Accountant Arrested for Fraud!



When accountants so grossly misrepresent the finances of their client they risk arrest; when politicians do so they receive standing ovations in congress.


We Pay Them to Lie to Us


The problem with politicians.


November 26, 2009

When you knowingly pay someone to lie to you, we call the deceiver an illusionist or a magician. When you unwittingly pay someone to do the same thing, I call him a politician.

President Obama insists that health care "reform" not "add a dime" to the budget deficit, which daily grows to ever more frightening levels. So the House-passed bill and the one the Senate now deliberates both claim to cost less than $900 billion. Somehow "$900 billion over 10 years" has been decreed to be a magical figure that will not increase the deficit.
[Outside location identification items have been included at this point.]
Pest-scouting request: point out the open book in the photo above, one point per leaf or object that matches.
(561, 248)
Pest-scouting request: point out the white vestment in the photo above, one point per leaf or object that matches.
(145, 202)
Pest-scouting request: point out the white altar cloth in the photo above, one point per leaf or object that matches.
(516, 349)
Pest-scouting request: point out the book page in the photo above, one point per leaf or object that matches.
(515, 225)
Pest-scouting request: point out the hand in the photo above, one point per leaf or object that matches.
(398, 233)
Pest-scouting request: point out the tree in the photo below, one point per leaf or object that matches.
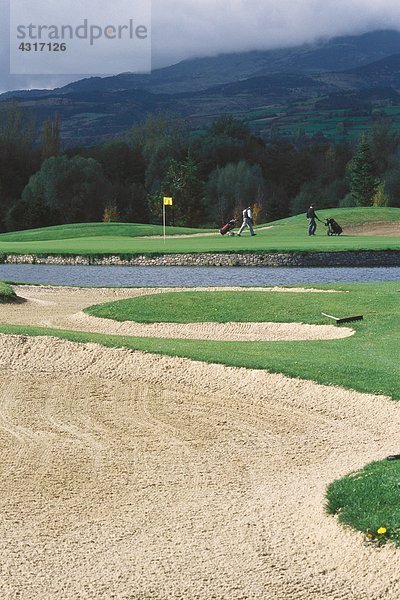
(185, 187)
(363, 182)
(231, 188)
(72, 189)
(51, 137)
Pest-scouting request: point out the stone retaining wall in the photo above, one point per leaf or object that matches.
(278, 259)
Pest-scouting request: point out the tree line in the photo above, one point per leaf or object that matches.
(211, 174)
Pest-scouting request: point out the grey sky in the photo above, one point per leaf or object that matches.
(188, 28)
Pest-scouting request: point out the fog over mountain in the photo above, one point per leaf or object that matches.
(188, 28)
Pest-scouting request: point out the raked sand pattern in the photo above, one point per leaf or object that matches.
(134, 476)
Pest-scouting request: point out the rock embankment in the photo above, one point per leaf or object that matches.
(389, 258)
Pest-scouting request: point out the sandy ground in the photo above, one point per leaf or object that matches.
(133, 476)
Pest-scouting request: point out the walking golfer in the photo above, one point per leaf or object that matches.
(311, 216)
(247, 221)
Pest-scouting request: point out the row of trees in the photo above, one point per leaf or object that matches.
(211, 175)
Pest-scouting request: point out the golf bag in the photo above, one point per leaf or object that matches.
(333, 227)
(227, 227)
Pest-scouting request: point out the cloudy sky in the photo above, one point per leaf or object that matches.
(188, 28)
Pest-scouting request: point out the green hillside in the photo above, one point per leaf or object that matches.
(287, 235)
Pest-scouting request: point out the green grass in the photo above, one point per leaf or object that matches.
(287, 235)
(89, 230)
(7, 294)
(368, 500)
(367, 361)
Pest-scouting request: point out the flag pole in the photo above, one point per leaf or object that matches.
(166, 202)
(164, 218)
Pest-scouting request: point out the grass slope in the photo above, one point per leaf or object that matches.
(367, 361)
(288, 235)
(369, 501)
(7, 294)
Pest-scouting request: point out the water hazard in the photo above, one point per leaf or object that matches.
(192, 276)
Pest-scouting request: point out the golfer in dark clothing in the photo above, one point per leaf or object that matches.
(312, 217)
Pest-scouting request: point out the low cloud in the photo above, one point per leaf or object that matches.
(189, 28)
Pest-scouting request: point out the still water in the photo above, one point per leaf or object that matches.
(192, 276)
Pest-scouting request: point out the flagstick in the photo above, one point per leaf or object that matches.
(164, 219)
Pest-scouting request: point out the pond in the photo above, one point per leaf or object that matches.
(192, 276)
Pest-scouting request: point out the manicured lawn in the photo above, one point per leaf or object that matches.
(6, 292)
(369, 500)
(288, 235)
(367, 361)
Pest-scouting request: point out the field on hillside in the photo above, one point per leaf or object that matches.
(128, 239)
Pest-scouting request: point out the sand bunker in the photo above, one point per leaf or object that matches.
(129, 475)
(135, 476)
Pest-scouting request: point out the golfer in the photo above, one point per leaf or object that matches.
(247, 221)
(311, 217)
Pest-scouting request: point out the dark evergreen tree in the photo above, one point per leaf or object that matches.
(363, 182)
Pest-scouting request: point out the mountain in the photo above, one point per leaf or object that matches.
(340, 73)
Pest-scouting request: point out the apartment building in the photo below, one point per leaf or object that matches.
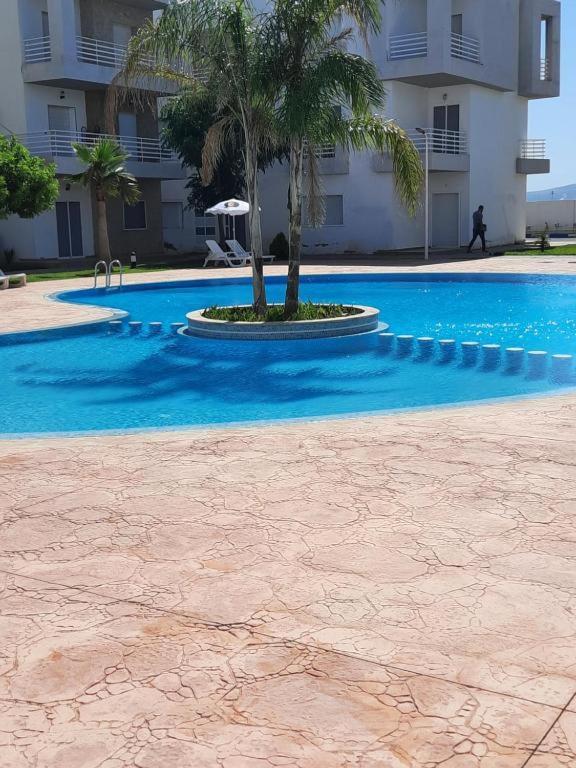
(57, 58)
(465, 72)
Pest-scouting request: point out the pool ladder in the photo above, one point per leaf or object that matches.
(108, 272)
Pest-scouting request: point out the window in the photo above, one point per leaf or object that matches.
(172, 216)
(334, 211)
(205, 225)
(135, 216)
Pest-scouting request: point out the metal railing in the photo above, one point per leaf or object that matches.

It's amazing how precise government gets when estimating the cost of 10 years of subsidized medical care. Senate Majority Leader Harry Reid's bill was scored not at $850 billion, but $849 billion. House Speaker Nancy Pelosi said her bill would cost $871 billion.

How do they do that?

The key to magic is misdirection, fooling the audience into looking in the wrong direction.

I happily suspend disbelief when a magician says he'll saw a woman in half. That's entertainment. But when Harry Reid says he'll give 30 million additional people health coverage while cutting the deficit, improving health care and reducing its cost, it's not entertaining. It's incredible.

The politicians have a hat full of tricks to make their schemes look cheaper than they are. The new revenues will pour in during Year One, but health care spending won't begin until Year Three or Four. To this the Cato Institute's Michael Tanner asks, "Wouldn't it be great if you could count a whole month's income, but only two weeks' expenditures in your household budget?"

To be deficit-reducers, the health care bills depend on a $200 billion cut in Medicare. Current law requires cuts in payments to doctors, but let's get real: Those cuts will never happen. The idea that Congress will "save $200 billion" by reducing payments for groups as influential as doctors and retirees is laughable. Since 2003, Congress has suspended those "required" cuts each year.

Our pandering congressmen rarely cut. They just spend. Even as the deficit grows, they vomit up our money onto new pet "green" projects, bailouts for irresponsible industries, gifts for special interests, and guarantees to everyone.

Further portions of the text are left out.